(Предпубликация из альманаха российско-французского центра социологии и философии Института социологии РАН «Социология социальных наук в постструктуралистской песпективе»)
Основной целью презентации экономической темы в творчестве Пьера Бурдье и других исследователей из его окружения, является желание порвать с представлением, согласно которому экономика в этом творчестве занимает относительно второстепенное место (оставляя главное, в основном, сюжетам, посвященным образованию, культуре, литературе и т. д.). Напротив, экономическая антропология стала первой областью, в которой развернулась творческая мысль Бурдье, как об этом свидетельствует наличие в его первой книге «Социология Алжира» главы, посвященной отношению алжирцев ко времени [2], которая станет несколько лет спустя центральной темой его анализа традиционного экономического габитусa и социально-экономических условий, определяющих возможность рационального экономического поведения [3, 7]. Можно даже утверждать, что на протяжении всего своего творческого пути П. Бурдье не прекращал диалог с экономической теорией, и в первую очередь, с неоклассической теорией, представленной работами Л. Вaльраса и В. Парето, которую обычно называют «теорией всеобщего равновесия» (в особенности, кроме уже упомянутых статей и книг, в следующих работах: [4—6, 9, 12—15, 17—19]). Его теоретические построения, впрочем, могут интерпретироваться одновременно как эмпирическое опровержение и аналитическое присвоение этой теории, что объясняет настойчивость двойственной экономической критики в адрес идей П. Бурдье: одним она представляется особой формой неоклассической теории (из-за своего «утилитаризма» и «ортодоксии», см.: [20, 35]), другие полагают, что она реактивирует «инакомыслящую» критику (одновременно — или по очереди — в духе К. Маркса и Э. Дюркгейма) методологического индивидуализма и теории рационального актора (в этом случае, ее определяют как «детерминистскую», «холистскую» и т. п.).

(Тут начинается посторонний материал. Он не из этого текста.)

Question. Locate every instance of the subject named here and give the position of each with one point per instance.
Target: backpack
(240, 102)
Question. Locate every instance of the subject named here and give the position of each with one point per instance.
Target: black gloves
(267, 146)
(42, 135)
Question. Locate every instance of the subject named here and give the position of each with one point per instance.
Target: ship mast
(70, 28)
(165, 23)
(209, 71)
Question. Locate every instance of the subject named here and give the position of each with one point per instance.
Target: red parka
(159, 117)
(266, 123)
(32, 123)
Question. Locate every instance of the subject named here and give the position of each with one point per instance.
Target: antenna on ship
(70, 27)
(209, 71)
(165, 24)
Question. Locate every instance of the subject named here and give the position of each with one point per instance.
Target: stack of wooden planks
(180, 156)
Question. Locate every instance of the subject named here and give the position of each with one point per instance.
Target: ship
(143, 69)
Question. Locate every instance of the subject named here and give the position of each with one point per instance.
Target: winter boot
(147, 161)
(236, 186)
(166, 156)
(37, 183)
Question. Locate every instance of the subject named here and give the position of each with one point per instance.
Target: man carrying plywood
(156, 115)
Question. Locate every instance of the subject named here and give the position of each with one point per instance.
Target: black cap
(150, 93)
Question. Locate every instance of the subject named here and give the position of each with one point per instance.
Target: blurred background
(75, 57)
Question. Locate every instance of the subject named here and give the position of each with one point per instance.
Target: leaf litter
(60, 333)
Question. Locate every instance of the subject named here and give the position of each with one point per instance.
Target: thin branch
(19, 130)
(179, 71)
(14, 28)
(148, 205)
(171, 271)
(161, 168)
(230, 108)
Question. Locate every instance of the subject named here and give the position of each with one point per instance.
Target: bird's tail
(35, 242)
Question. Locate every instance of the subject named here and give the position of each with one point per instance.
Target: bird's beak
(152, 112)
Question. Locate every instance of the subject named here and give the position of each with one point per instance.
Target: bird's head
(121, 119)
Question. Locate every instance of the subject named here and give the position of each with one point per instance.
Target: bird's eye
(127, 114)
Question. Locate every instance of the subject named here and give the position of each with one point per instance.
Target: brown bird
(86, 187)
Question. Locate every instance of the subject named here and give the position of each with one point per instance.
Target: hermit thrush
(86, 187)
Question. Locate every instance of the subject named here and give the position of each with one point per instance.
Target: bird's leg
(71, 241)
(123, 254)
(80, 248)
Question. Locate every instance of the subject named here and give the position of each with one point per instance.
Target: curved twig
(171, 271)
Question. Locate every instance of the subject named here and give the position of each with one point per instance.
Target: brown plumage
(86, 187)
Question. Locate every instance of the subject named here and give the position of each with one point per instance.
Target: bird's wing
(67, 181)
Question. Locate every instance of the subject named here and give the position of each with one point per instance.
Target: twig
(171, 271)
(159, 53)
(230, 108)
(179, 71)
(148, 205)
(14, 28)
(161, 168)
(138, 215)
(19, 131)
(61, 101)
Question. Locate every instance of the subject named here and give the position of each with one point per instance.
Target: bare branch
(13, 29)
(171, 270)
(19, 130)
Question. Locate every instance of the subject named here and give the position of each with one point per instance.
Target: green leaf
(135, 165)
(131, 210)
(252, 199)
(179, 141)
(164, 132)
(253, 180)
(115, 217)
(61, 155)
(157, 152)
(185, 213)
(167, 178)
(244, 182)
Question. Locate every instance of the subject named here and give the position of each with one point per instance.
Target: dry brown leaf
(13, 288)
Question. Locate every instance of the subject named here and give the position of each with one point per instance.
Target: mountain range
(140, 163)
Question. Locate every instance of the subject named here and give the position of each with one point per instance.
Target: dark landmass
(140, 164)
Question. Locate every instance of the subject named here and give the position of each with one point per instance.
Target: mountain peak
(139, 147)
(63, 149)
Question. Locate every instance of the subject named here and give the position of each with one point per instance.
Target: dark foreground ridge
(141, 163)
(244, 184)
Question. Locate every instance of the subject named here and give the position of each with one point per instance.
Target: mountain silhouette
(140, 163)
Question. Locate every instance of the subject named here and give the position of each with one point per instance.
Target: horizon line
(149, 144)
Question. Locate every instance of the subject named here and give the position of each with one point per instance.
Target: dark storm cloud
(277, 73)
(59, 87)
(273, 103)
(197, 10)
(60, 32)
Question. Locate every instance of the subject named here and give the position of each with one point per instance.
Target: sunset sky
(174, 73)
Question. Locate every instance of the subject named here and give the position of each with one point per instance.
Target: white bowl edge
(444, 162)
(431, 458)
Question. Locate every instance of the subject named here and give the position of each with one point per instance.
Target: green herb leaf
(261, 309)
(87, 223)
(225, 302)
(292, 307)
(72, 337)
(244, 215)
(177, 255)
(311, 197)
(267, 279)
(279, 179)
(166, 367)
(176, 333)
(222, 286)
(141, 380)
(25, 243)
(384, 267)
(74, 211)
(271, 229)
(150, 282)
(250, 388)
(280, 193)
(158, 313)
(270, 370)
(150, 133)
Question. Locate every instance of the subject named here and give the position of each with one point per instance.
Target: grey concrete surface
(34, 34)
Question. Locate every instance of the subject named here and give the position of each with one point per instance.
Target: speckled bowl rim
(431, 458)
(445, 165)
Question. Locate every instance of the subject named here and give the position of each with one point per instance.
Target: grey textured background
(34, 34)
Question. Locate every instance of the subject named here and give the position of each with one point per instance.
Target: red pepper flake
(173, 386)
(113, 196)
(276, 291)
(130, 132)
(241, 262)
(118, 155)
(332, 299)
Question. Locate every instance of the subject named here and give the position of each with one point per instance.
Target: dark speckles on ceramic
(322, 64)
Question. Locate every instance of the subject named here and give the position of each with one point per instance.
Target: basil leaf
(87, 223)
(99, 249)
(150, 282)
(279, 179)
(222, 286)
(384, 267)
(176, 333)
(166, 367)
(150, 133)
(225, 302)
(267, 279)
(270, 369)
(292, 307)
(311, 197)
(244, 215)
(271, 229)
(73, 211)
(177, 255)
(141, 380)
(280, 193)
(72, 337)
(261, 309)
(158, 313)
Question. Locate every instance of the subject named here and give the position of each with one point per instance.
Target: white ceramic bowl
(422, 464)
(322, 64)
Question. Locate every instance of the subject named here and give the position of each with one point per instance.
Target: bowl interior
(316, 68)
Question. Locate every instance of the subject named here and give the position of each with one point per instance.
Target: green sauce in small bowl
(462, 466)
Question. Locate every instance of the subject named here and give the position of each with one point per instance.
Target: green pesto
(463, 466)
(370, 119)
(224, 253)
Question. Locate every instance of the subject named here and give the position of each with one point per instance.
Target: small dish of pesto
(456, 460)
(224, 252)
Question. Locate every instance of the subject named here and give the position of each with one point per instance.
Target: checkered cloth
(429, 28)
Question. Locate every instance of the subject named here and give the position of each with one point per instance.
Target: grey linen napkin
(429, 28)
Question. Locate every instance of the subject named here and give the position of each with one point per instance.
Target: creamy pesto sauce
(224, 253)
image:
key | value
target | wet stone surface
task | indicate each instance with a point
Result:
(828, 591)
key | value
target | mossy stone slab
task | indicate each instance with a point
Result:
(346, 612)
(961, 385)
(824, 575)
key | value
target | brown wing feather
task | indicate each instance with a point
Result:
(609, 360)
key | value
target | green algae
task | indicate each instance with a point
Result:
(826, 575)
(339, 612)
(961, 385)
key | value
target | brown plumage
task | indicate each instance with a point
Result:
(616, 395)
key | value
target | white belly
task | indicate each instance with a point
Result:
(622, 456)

Три аспекта в творчестве П. Бурдье придают его «экономической социологии» совершенно особенный характер, который не позволяет отнести ее ни к одному из полюсов экономической науки. Это, во-первых, подчеркнутосимволический характер экономических процессов, делающий их в той же степени «фактами представления» (перефразируя Э. Дюркгейма), что и «материальными отношениями», говоря словами К. Маркса. Идет ли речь об экономическом устройстве, экономическом господстве или экономической борьбе, необходимо определить саму природу «экономических фактов». Во вторую очередь, П. Бурдье придает неоклассической теории особый статус, позволяющий понять ее социальное значение, тип использования и интерпретацию, которую может ей дать экономическая социология. Наконец, в отличие от вúдения экономики как «государственной науки», исключающей политику из своего объекта исследования, дабы эффективнее оказывать политическое влияние, речь идет о переоценке роли политического и государственного факторов в социальном становлении экономики. Что предполагает, в частности, включить в предмет исследования, конструируемый экономической наукой, условия производства и различные виды социального использования экономики.